The Socialist way is to clamp a freeze on all price rises as well as all incomes.
Naturally it never works, but it sure sounds good at least initially to a dumb electorate.
 
When evaluating claims, one needs to be careful to go to concrete evidence that is required by law to be accurate. Media statements are not necessarily subject to such constraints. Hence, the best place to test WellPoint's claims is to examine the information it provides to regulators.

Looking at such information, I have to vigorously disagree with the WellPoint rationale for its rate hikes. If one goes to WellPoint's most February 2010 10K filing with the SEC, one finds no mention of a so-called "death spiral" nor supporting actuarial data to sustain those claims. Discussions in "significant events" and "Industry Overview" sections (pp.5-8 of the document) yield no mention of a rapid and material deterioration in the risk profile of its customer base.

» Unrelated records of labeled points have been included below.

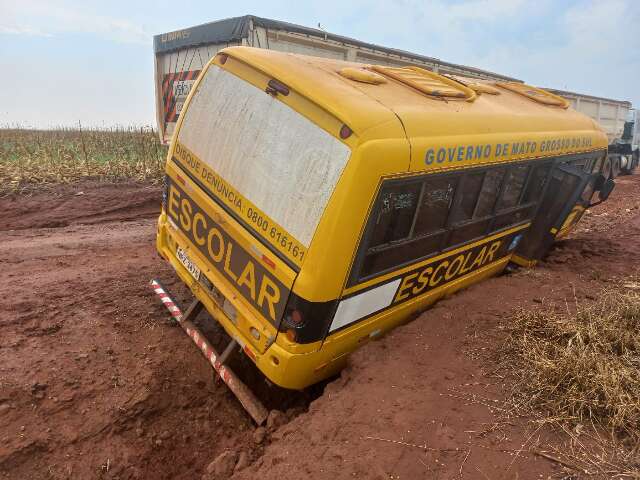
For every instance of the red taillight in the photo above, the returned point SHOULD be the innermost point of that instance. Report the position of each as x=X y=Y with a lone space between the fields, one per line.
x=249 y=353
x=291 y=335
x=296 y=317
x=345 y=132
x=274 y=87
x=268 y=261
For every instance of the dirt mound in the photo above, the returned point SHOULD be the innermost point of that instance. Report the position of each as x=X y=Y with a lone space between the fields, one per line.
x=424 y=402
x=83 y=202
x=96 y=383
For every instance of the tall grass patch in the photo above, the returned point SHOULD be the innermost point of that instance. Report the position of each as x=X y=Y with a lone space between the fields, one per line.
x=582 y=364
x=32 y=158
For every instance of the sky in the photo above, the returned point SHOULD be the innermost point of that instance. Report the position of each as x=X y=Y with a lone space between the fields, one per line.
x=65 y=62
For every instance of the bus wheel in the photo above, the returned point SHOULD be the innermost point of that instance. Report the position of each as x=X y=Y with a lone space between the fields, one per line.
x=606 y=168
x=615 y=166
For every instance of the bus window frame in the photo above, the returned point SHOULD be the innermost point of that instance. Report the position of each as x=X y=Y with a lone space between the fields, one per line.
x=355 y=277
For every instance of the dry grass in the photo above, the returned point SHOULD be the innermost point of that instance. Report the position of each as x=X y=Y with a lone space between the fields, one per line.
x=35 y=158
x=579 y=371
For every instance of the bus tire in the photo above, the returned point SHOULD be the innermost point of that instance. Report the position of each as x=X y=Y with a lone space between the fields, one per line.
x=615 y=166
x=606 y=168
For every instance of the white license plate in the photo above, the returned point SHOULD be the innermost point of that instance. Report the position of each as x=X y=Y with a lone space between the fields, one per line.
x=188 y=264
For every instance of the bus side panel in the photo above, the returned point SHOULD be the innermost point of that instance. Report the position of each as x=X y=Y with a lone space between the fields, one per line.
x=337 y=346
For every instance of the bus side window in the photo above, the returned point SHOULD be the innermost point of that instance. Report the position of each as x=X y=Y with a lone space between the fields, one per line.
x=490 y=191
x=434 y=207
x=467 y=197
x=514 y=184
x=395 y=210
x=536 y=183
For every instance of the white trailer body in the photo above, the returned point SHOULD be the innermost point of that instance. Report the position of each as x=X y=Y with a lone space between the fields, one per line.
x=610 y=114
x=181 y=55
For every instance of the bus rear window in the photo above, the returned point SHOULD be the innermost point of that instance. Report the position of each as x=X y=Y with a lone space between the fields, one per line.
x=279 y=160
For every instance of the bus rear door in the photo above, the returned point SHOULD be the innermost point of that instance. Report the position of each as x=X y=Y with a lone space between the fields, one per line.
x=567 y=196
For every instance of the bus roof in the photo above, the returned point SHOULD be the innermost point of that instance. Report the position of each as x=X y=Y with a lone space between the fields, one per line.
x=364 y=106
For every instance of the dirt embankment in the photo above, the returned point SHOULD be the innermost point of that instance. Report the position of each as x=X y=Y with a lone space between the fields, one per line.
x=95 y=383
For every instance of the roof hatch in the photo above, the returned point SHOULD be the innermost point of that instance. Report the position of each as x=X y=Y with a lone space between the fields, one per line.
x=536 y=94
x=427 y=82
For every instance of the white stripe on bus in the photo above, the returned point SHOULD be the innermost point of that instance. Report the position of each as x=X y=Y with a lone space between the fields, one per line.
x=354 y=308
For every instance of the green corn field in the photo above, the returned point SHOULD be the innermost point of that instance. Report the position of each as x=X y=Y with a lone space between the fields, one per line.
x=35 y=158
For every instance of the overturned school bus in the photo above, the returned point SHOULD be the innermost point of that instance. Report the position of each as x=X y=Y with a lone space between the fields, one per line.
x=313 y=204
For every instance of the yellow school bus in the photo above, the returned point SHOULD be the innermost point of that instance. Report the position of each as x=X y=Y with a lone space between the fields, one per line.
x=313 y=204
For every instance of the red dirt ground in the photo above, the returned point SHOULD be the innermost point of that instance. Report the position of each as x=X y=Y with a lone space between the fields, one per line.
x=96 y=383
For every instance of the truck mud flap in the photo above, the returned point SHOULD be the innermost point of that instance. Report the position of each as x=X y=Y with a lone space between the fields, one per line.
x=251 y=404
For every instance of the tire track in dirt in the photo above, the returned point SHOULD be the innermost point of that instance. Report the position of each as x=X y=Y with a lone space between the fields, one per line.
x=96 y=383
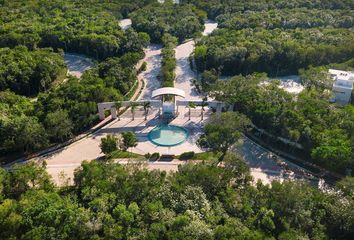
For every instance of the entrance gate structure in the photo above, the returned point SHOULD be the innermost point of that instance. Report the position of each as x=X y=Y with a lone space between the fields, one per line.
x=167 y=103
x=102 y=107
x=168 y=100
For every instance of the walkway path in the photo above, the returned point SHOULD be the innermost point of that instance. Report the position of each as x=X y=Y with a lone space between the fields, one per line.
x=260 y=160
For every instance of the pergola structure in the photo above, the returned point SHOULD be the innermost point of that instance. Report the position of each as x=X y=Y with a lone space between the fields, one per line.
x=167 y=103
x=168 y=99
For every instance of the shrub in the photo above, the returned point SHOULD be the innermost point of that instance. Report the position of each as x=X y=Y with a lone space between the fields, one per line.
x=155 y=156
x=187 y=155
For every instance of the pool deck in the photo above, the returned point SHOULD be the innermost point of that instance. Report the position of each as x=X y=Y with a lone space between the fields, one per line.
x=88 y=147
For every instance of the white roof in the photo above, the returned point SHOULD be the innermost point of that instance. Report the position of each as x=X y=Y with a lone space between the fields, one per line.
x=168 y=91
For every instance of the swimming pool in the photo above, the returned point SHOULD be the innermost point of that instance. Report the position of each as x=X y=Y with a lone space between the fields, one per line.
x=168 y=135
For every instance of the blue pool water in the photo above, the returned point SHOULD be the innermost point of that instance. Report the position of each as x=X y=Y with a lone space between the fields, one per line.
x=168 y=135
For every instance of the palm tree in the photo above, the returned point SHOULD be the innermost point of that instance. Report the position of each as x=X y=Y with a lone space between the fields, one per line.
x=118 y=106
x=204 y=104
x=133 y=106
x=147 y=106
x=190 y=106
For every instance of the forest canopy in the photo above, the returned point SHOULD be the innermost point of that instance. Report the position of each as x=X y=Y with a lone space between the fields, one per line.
x=199 y=201
x=277 y=52
x=29 y=72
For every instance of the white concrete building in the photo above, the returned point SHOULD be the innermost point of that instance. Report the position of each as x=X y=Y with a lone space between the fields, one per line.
x=343 y=85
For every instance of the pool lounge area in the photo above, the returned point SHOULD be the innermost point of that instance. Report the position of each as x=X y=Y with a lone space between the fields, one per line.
x=167 y=135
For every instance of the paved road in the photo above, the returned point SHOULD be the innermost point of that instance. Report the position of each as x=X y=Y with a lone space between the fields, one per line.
x=77 y=64
x=150 y=76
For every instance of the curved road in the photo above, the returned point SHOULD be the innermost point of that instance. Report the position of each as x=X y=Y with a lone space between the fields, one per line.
x=65 y=160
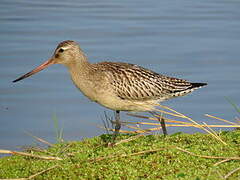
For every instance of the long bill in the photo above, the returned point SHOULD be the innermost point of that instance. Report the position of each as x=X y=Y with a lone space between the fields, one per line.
x=34 y=71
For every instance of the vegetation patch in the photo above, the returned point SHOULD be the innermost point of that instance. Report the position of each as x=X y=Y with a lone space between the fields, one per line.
x=177 y=156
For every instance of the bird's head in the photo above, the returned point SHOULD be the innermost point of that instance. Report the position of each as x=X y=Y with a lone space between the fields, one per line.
x=66 y=53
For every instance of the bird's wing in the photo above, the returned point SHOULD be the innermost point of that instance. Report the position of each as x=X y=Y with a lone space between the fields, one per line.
x=132 y=82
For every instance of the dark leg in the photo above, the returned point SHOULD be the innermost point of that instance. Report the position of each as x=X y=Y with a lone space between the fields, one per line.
x=118 y=123
x=117 y=128
x=164 y=129
x=162 y=122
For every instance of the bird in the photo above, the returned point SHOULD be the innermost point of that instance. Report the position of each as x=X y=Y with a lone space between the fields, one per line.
x=117 y=86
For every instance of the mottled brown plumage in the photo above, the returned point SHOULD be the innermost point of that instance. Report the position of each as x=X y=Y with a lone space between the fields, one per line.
x=117 y=86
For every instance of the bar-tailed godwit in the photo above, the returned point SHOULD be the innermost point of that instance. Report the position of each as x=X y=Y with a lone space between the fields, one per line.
x=115 y=85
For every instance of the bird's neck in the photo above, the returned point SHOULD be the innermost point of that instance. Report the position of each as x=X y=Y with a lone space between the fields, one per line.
x=80 y=68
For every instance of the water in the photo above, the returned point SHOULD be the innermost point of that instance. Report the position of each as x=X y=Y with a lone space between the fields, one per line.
x=198 y=41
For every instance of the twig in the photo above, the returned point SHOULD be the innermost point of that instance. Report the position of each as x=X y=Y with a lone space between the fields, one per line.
x=40 y=139
x=224 y=120
x=222 y=161
x=34 y=175
x=231 y=172
x=125 y=155
x=129 y=139
x=209 y=157
x=2 y=151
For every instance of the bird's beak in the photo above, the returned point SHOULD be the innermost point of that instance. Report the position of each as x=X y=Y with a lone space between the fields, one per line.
x=34 y=71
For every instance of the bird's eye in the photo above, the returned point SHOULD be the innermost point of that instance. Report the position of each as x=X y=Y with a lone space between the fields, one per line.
x=61 y=50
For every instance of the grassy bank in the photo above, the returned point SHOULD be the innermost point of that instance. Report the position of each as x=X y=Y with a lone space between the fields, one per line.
x=178 y=156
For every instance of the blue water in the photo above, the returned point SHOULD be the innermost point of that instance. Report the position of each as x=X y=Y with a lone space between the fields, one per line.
x=195 y=40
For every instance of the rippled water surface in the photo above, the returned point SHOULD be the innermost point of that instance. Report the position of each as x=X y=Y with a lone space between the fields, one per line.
x=194 y=40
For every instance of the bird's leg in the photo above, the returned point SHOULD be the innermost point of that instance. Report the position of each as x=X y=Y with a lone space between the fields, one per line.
x=162 y=122
x=118 y=123
x=163 y=125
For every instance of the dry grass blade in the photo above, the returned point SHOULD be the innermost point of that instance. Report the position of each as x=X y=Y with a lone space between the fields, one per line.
x=209 y=157
x=34 y=175
x=40 y=139
x=125 y=155
x=213 y=133
x=222 y=161
x=230 y=173
x=129 y=139
x=2 y=151
x=224 y=120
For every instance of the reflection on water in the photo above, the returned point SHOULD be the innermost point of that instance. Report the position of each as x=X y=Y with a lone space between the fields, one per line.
x=198 y=41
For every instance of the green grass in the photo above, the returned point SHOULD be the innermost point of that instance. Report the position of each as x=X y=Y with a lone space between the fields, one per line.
x=92 y=159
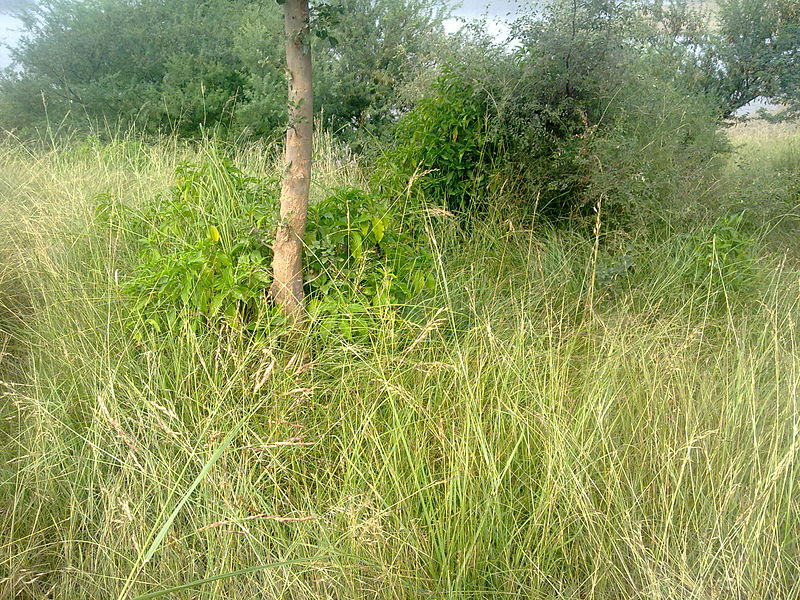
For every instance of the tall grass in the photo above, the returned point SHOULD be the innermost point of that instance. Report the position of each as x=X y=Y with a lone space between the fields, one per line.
x=555 y=427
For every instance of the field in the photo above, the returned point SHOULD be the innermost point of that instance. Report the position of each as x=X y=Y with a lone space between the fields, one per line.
x=602 y=415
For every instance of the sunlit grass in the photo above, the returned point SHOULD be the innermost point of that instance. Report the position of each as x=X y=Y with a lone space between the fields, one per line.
x=534 y=435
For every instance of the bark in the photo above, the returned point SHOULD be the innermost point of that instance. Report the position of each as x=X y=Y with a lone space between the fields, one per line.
x=287 y=265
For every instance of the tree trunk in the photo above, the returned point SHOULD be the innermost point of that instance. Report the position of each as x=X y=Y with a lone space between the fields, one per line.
x=287 y=265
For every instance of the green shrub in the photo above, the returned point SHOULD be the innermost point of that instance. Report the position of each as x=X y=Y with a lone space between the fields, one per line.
x=442 y=145
x=364 y=252
x=204 y=252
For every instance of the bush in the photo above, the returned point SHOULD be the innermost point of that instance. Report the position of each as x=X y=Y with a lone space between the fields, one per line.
x=583 y=110
x=204 y=253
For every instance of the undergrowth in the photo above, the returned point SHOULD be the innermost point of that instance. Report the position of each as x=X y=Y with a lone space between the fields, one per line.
x=527 y=413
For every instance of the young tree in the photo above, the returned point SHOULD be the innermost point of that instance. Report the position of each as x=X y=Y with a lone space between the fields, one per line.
x=287 y=285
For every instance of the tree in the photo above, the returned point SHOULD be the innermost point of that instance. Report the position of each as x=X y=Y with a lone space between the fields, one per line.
x=287 y=267
x=756 y=52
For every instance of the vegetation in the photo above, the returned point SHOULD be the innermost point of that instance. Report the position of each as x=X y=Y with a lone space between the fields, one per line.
x=552 y=419
x=551 y=312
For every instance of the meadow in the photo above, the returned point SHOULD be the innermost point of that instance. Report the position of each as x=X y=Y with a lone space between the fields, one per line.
x=596 y=415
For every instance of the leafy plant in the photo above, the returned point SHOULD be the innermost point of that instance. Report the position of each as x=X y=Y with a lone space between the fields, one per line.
x=204 y=251
x=723 y=256
x=443 y=143
x=362 y=254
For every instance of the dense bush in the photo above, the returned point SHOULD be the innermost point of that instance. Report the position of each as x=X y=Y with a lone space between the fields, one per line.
x=204 y=252
x=181 y=66
x=583 y=111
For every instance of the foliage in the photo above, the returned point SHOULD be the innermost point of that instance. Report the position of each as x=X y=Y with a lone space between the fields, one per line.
x=195 y=264
x=583 y=111
x=723 y=258
x=443 y=145
x=181 y=66
x=204 y=250
x=756 y=52
x=363 y=252
x=511 y=443
x=162 y=65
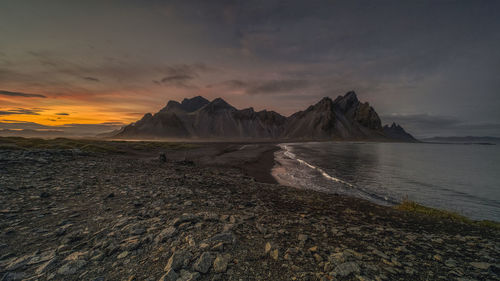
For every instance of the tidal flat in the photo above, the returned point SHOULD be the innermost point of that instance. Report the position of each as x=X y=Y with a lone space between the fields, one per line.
x=210 y=211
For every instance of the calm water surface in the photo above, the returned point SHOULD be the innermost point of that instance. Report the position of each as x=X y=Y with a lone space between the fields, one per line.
x=460 y=178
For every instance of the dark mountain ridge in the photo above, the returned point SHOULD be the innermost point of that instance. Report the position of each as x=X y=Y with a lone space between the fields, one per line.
x=345 y=118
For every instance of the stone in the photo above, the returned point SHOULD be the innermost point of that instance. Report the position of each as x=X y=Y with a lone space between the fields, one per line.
x=267 y=248
x=45 y=266
x=177 y=260
x=122 y=255
x=166 y=234
x=220 y=263
x=185 y=218
x=347 y=268
x=226 y=237
x=188 y=276
x=302 y=237
x=171 y=275
x=71 y=267
x=274 y=254
x=480 y=265
x=18 y=262
x=203 y=263
x=13 y=276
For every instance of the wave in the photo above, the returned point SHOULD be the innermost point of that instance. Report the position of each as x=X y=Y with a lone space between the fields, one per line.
x=292 y=155
x=288 y=173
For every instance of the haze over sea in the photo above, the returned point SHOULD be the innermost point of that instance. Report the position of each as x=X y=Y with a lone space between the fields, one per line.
x=460 y=178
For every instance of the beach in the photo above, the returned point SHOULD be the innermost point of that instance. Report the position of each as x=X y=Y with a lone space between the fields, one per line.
x=212 y=211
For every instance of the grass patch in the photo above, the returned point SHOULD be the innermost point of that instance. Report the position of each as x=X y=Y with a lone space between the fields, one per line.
x=410 y=206
x=91 y=146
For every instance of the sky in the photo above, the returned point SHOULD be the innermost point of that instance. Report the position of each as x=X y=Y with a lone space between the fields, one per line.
x=87 y=67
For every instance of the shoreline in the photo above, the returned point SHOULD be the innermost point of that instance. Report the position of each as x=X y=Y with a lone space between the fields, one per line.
x=109 y=216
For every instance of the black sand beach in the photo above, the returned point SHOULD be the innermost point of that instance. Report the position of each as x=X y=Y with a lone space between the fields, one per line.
x=212 y=212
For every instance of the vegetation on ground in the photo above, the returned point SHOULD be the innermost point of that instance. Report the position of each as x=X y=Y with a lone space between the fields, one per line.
x=88 y=145
x=411 y=206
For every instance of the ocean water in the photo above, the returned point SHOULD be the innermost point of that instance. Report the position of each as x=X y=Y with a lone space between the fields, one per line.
x=455 y=177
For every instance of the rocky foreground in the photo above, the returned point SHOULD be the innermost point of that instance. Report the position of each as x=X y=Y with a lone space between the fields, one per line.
x=65 y=215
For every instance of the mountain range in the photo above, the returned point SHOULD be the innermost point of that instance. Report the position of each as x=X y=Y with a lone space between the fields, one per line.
x=344 y=118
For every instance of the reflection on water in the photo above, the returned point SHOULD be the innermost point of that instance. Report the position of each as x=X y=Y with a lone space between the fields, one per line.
x=461 y=178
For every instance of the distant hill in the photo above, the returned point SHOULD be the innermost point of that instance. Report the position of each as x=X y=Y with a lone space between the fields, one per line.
x=396 y=132
x=344 y=118
x=466 y=139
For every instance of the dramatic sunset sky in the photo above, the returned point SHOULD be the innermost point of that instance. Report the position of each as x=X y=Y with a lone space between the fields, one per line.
x=87 y=67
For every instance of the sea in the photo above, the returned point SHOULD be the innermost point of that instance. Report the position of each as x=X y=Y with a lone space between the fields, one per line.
x=456 y=177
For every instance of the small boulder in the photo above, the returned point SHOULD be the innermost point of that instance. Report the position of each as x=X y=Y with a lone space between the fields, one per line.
x=203 y=263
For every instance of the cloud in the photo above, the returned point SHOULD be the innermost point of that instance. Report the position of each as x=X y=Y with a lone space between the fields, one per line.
x=20 y=111
x=66 y=129
x=266 y=86
x=181 y=75
x=428 y=125
x=277 y=86
x=20 y=94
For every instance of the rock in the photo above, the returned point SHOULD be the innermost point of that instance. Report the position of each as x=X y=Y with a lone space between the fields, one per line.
x=18 y=262
x=45 y=266
x=178 y=260
x=13 y=276
x=220 y=263
x=122 y=255
x=302 y=237
x=188 y=276
x=318 y=258
x=267 y=248
x=71 y=267
x=226 y=237
x=44 y=195
x=380 y=254
x=480 y=265
x=203 y=263
x=171 y=275
x=163 y=157
x=185 y=218
x=438 y=257
x=274 y=254
x=130 y=244
x=347 y=268
x=76 y=256
x=450 y=263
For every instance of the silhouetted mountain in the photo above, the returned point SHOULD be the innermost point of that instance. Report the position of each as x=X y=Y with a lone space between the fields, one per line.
x=396 y=132
x=344 y=118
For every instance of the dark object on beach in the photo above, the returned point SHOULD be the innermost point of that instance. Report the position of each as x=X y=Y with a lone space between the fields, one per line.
x=185 y=163
x=163 y=157
x=44 y=195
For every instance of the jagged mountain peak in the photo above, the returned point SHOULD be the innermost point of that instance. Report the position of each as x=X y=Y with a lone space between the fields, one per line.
x=194 y=104
x=396 y=132
x=343 y=118
x=187 y=105
x=219 y=103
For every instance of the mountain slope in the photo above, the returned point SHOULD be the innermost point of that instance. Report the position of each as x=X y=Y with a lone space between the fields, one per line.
x=396 y=132
x=344 y=118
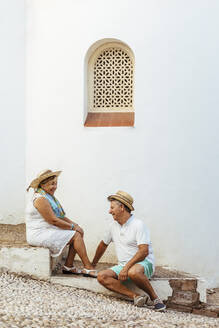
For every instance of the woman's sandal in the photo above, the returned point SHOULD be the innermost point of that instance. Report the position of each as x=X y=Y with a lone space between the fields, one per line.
x=87 y=273
x=67 y=270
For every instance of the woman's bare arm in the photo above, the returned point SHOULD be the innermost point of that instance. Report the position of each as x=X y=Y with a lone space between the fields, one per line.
x=44 y=208
x=76 y=226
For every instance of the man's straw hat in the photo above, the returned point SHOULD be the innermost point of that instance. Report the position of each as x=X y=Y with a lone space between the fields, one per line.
x=42 y=176
x=124 y=198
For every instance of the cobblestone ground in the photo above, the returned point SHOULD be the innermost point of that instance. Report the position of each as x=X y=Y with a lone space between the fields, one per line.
x=30 y=303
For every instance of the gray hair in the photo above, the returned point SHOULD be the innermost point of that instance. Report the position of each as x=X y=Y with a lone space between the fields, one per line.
x=121 y=204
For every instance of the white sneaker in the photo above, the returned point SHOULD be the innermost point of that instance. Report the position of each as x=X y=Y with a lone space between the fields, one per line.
x=140 y=300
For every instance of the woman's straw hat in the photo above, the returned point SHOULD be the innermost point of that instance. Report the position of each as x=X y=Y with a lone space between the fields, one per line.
x=42 y=176
x=124 y=198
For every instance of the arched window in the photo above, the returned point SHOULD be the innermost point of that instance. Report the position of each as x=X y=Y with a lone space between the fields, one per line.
x=110 y=86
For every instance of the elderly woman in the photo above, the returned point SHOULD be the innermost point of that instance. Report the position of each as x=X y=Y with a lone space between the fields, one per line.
x=47 y=225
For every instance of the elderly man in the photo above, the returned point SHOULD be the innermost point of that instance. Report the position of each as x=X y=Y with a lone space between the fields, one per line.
x=134 y=252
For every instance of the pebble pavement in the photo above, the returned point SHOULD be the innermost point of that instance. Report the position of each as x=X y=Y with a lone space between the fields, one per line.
x=29 y=303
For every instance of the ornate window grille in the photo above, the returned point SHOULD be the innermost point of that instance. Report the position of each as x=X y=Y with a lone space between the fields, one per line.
x=110 y=79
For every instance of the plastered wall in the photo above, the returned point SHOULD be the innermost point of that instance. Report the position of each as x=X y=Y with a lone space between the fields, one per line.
x=169 y=160
x=12 y=110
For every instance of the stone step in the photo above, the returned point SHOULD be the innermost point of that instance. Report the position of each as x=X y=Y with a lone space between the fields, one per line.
x=26 y=260
x=19 y=257
x=161 y=285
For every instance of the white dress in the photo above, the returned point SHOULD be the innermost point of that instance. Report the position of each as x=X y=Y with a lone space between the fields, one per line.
x=41 y=233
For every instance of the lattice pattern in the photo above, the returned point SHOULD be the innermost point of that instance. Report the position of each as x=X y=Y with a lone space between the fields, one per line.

If one goes to p.13, one finds a reference that individual customers are its most sensitive (riskiest) segment so to speak. Then, on p.14, one finds that individual customers as a share of total customers has fallen from 6.5% in 2008 to 6.3% in 2009. In other words, the actual data suggest that the company insures fewer customers from its highest risk segment.

More importantly, if one goes to select financial data on p.44, one finds a relatively stable benefit expense ratio (benefit expenses as a percentage of premium revenue) since 2007.

Benefit Expense Ratio:
2007: 82.4%
2008: 83.6%
2009: 82.6%

Furthermore, if one calculates net income per customer (using the data on pages 14 and 44), one finds:

Net Income per Customer:
2008: $71.06
2009: $140.93

In other words, profitability per customer almost doubled in the past year.

In sum, the actual financial data and discussion of the firm's business in the SEC filing tells a very different story than the rationale offered for an up to 39% increase in premiums for some of WellPoint's customers. In the end, given the actual filing, which must be accurate by law, it appears that the rate hikes likely have far more to do with the company seeking to meet profitability targets/other business objectives and much less to do with significant adverse changes in overall risk associated with its customer base.

The 10K filing can be found at: WellPoint > SEC Filings

While it may be true that nothing substantial changed from 2008 to 2009, isn't it just as likely that this prospective rate hike is due to their concerns about what will happen in the future? If people started dropping out at an increasing rate at the end of 2009 and into 2010, or if they project a substantial increase in expenses or decrease in revenues, then it's perfectly plausible that this increase is more directly based on projected market conditions. I have to assume that a major corporation like this relies heavily on a fairly complex system for projecting its costs and revenues in the future, so the fact that a cause for this rise is not found in past performance doesn't seem that surprising to me.